Tuesday, November 28, 2006

Kramer, OJ, Mel - Something Wrong with That


AP File/Michael Caulfield

"You will not be punished for your anger, you will be punished by your anger." Buddha

I've been pondering the Michael Richards fiasco. I wonder why the media hasn't made a bigger connection between the timing of Richards' racist tirade and the public's outraged response to the new OJ book/interview story.

Eleven years ago the OJ Simpson murder trial polarized this country along racial lines in a way not seen since the Civil Rights movement of the 60's.
The media and too many people with misguided agendas turned the OJ trial into a Black versus White referendum. OJ became a lightening rod for racial division -- adding bitterness and anger to an already obscene tragedy.

Michael Richards by all accounts never made a public or private racist remark. (Someone would have come up with a clip by now.) Yet he gave voice to that same anger again. A celebrity voice. A goofy-nice-guy voice. An Angry White Voice.

It troubles me that Richards' rant, coming on the same day as OJ's return to the spotlight, was a telling example of our country's still huge racial divide. His tirade all too likely represents the inner thoughts of far too many bigoted white people.

I'm not convinced Michael Richards is one of them. Clearly he had a major meltdown. Anyone who's seen the video knows that was more than anger -- it was palpable panic. His act was bombing, he was heckled by two Black guys. Interrupted. Disrespected. It's painful to watch his frantic attempts to regain control, only to disintegrate into blind rage. He felt attacked, impotent, helpless. In response, he literally lost it.

I'm not excusing Richards' behavior. I find it sad and ironic that a rich, privileged white guy found himself in a one-time situation that has been--and often still is--a daily reality for many of the same people he chose to vilify.

To those who'd draw a comparison between Michael Richards and Mel Gibson, I say forget it. Although our laws allow them equally to express virtually any opinion in a public creative endeavor, Richards isn't in the same league, bigotry-wise.

Mel Gibson's made a career out of anti-Semitism, not to mention pots of money. He's used his celebrity, power and fortune to further the cause of hatred against not only Jews, but anyone who isn't exactly the Pure White Christian Mel claims to be.

Then one night Mel drove drunk and spewed in real life to real police officers what he's so insidiously put into his films. His actions--and possibly his words--broke the law.

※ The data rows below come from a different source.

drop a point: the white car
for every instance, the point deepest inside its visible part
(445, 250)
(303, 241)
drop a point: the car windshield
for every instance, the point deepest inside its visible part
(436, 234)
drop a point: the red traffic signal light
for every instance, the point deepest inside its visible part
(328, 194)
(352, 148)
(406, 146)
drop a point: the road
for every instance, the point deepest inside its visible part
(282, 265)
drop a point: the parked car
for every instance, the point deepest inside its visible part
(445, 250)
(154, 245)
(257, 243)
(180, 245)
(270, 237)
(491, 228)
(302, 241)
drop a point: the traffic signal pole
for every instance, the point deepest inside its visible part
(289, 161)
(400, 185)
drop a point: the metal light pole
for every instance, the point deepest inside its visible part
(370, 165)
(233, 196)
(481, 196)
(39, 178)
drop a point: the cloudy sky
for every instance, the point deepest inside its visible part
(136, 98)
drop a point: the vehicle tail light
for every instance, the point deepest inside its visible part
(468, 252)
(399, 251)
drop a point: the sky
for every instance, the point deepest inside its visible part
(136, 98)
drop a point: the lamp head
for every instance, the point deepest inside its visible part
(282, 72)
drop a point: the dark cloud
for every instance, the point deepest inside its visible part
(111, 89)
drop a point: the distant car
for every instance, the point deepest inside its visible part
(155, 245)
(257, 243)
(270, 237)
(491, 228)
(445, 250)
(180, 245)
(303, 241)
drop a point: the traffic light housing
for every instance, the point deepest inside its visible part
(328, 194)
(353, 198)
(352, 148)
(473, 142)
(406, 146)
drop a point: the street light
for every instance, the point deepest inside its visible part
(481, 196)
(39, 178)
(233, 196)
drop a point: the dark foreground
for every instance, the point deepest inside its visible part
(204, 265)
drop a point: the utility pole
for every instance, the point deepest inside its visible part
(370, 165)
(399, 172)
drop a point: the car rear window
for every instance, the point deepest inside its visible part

Michael Richards made a career out of being a likeable doofus. One night he was doing a comedy routine. Ask scholars who've studied the work of Lenny Bruce. Like it or not, Richards was within his First Amendment rights to make despicable racist remarks.

But bigotry isn't what's wrong with Richards. The video shows a man enraged beyond reason, anger-locked, lacking all impulse control, self-destructive. During his bizarre turn on Letterman he appeared drugged, as if on tranquilizers or anti-depressants.

Michael Richards should apologize to the Black community, but in the end it won't much matter. He's a sad, one-note comedic actor with very little career to rehabilitate. The best outcome for him is to get help and rehabilitate himself.